Open Telemetry 101
History
Metrics ruled the world
Time Series Databases and Logs InfluxDB and Prometheus
Logstash
Open Tracing & Open Census
Need for One standard to rule them all - Open Telemetry
What is OpenTelemetry? Standard for emitting telemetry signals
Protocol - Most important aspect - allows our application to work without knowing where to send data - no vendor or backend knowledge required - defines data model and api contract for various signals
Lot of vendors come out in the observability space because of the stable and open source protocol
SDKs - Instrument with open source library
Core Signals
- Traces, Metrics, Logs, Profiles, RUM
- Profiles - Protocol finalized, SDKs coming
- RUM - Real user Monitoring (In Design)
Trace
- Debugging
- Complex system overview
Trace waterfalls, service graphs
Focus on Causality - Something happened due to something
Focus on Performance
High cardinality and High dimensionality
Span
- We do not create trace
We create a span. Group of spans with a same trace ID means a trace
It is basically a structured blob of data
- UniqueId (SpanId)
- CorrelationId (TraceId)
- Start Time, End Time
- CausalityId (ParentSpanID) - allows us to link all spans together
- Attributes - Semantic names and custom ids based on use cases
- Can be called fancy logs
Log
- Point in time data
- Designef for humans (Message Template)
- Ideal for Local debugging
- Useful for
- Startup and Crashes
- Debugging tracing
- Easy to do it badly
Metric
- Metric vs metric
- Metric - Time Series aggregation with Labels - data point in otel - bucketing/aggregation
- metric - something that we can measure
- Relatively cheap to store and query
- Lacks deep context
- Low cardinality/dimensionality
- If we know dimensions upfront, we can use metrics - if we know what we want to measure
What is Propogation? - Real Magic - How differenet things connect together - the idea of correlation - Transmit state - W3C Trace Headers - TraceID - ParentSpanId - Sampling data - Baggage - Footgun we never wanted - additional context between services - Not multispan attributes - does not appear on every span - should avoid doing this (W3C Baggage) - Carried over to all calls - even to third party sdks
How does it work?
Auto Instrumentation - agent based - simiar to apm agents - codeless - env variable config - sideloaded good to get started quick - becoms quite verbose and difficult to tweak data or add mroe context/attributes - can’t do what makes otel amazing - makes storing all things expensive
Coded Instrumentation - Targeted instrumentation - Full control - decide which spans/context would be usedful and keep only those - Being intentional about observing what is important to you
What is the Collector?
OTel Collector can be deployed as both an agent on a host and a service for collecting, transforming, and exporting telemetry data. The OTel Collector is a vendor-agnostic proxy that can receive telemetry data in multiple formats, transform and process it, and export it in multiple formats to be consumed by multiple backends (such as Jaeger, Prometheus, other open source backends, and many proprietary backends).

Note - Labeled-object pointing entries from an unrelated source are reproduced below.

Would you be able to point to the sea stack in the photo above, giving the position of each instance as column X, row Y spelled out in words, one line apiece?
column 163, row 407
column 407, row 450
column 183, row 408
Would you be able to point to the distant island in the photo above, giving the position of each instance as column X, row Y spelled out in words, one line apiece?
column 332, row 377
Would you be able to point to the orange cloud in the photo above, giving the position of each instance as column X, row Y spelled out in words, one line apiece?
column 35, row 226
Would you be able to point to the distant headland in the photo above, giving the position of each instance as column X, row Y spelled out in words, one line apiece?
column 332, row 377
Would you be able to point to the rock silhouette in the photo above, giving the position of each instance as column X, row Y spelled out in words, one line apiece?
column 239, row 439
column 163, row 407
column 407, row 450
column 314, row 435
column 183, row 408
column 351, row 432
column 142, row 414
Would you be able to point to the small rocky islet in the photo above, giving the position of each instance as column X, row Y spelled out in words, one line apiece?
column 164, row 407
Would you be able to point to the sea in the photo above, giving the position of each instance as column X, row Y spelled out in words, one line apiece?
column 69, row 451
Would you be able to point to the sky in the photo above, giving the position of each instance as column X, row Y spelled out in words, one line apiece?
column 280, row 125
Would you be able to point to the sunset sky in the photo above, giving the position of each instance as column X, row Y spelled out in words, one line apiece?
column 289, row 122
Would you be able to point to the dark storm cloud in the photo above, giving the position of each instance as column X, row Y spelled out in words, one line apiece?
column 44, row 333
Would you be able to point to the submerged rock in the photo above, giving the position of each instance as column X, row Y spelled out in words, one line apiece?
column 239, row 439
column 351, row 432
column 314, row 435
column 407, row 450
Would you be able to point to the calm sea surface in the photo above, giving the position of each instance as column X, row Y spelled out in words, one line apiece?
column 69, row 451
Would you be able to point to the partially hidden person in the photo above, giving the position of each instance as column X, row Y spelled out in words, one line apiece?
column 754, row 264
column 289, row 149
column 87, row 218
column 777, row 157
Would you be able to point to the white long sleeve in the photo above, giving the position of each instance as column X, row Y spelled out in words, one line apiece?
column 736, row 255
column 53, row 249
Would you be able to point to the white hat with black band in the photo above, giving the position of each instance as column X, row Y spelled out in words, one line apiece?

Receivers: Push- or pull-based processors for collecting data.
Processors: Responsible for transforming and filtering data.
Exporters: Push- or pull-based processors for exporting data.
All powerful and nobody should run without it Collectors are deployed as a proxy - apps send data here and then it is sent to backend Everything sends data first to collector Can do a multi fanout to different backends - multi vendor management or evaluation
- Config/Exporter centralization can be achieved
- No need to give the backend api keys to applications (API Keys are with collector)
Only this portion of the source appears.